Problem
Production deployment health check times out after 600 seconds, but Development deployment succeeds with identical code and config.
- Deployment: prod-agent
- Workspace: Workspace 1
- LangGraph API version: 0.7.72
- Banner: “This deployment is using our new and improved architecture”
What works
- Development deployment deploys successfully with full config (auth, custom HTTP app, middleware)
- Server starts cleanly, warmup completes in ~8s, total startup ~28-42s
/okendpoint is served and responsive- No crashes, no restarts
What fails
- Production deployment: “Timeout: New revision health check did not succeed after 600 seconds”
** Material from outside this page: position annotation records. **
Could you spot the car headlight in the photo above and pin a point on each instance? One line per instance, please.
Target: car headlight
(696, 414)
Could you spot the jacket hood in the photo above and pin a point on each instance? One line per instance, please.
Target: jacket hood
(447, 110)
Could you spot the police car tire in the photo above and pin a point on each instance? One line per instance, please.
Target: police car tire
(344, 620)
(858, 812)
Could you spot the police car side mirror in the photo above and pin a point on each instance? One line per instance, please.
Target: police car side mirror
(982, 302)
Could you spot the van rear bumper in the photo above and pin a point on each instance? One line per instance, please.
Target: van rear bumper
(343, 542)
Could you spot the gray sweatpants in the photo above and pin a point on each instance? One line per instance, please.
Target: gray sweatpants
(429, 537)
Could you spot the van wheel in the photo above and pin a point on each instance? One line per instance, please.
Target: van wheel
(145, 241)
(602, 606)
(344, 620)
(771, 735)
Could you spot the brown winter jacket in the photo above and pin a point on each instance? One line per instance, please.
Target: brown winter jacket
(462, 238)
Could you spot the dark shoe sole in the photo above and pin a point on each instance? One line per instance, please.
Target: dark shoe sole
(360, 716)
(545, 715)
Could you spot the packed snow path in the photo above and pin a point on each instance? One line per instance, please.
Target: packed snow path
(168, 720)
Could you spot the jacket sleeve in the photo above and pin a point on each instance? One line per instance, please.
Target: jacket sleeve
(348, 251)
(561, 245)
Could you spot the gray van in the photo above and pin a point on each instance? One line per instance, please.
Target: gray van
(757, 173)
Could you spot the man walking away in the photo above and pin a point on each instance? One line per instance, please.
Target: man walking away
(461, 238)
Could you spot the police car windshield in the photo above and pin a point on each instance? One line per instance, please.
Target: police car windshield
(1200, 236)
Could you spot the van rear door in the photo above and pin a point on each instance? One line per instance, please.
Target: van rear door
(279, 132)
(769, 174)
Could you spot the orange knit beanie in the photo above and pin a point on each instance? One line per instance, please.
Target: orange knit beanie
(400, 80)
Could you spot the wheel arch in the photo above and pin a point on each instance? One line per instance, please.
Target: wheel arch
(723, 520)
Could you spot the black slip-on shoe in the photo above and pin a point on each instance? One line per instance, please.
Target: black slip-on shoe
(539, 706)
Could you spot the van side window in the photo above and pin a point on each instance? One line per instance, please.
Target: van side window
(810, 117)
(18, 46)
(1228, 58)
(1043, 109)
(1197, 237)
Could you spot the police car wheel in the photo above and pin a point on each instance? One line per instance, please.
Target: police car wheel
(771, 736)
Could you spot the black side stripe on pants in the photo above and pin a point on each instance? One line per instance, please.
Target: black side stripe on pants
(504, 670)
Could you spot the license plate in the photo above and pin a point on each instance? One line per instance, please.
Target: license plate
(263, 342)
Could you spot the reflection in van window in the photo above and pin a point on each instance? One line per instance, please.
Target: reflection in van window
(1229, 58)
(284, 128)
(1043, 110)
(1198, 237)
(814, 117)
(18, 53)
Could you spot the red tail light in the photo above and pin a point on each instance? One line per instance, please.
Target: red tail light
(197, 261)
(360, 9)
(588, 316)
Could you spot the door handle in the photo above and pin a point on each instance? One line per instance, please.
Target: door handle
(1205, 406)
- Even with ALL custom code removed (no auth, no middleware, no custom HTTP app, single graph), Production still fails
- Redis connection errors seen in Production logs:
redis: connection pool: failed to dial after 5 attempts: dial tcp 192.168.28.161:6379: connect: connection refused
redis: connection pool: failed to dial after 1 attempts: dial tcp 192.168.28.161:6379: i/o timeout
What we tested
- Removed custom auth — still fails on Prod
- Removed custom HTTP app/middleware — still fails on Prod
- Removed all graphs except one — still fails on Prod
- Stripped to hello_world graph with zero deps — still fails on Prod
- Pinned base image to 0.7.69 — still fails on Prod
- Created brand new Production deployment — still fails
- Development deployment with full config — works
Server logs (Production)
Server starts normally, all health checks served, but revision never marked healthy:
Application started up in 25.530s
Uvicorn running on http://0.0.0.0:8000 (Press CTRL+C to quit)
Then Redis fails:
redis: connection pool: failed to dial after 5 attempts: connect: connection refused
Request
The Production deployment infrastructure appears to have a Redis provisioning issue on the “new architecture.” Can you investigate the Redis connectivity for our Production deployment?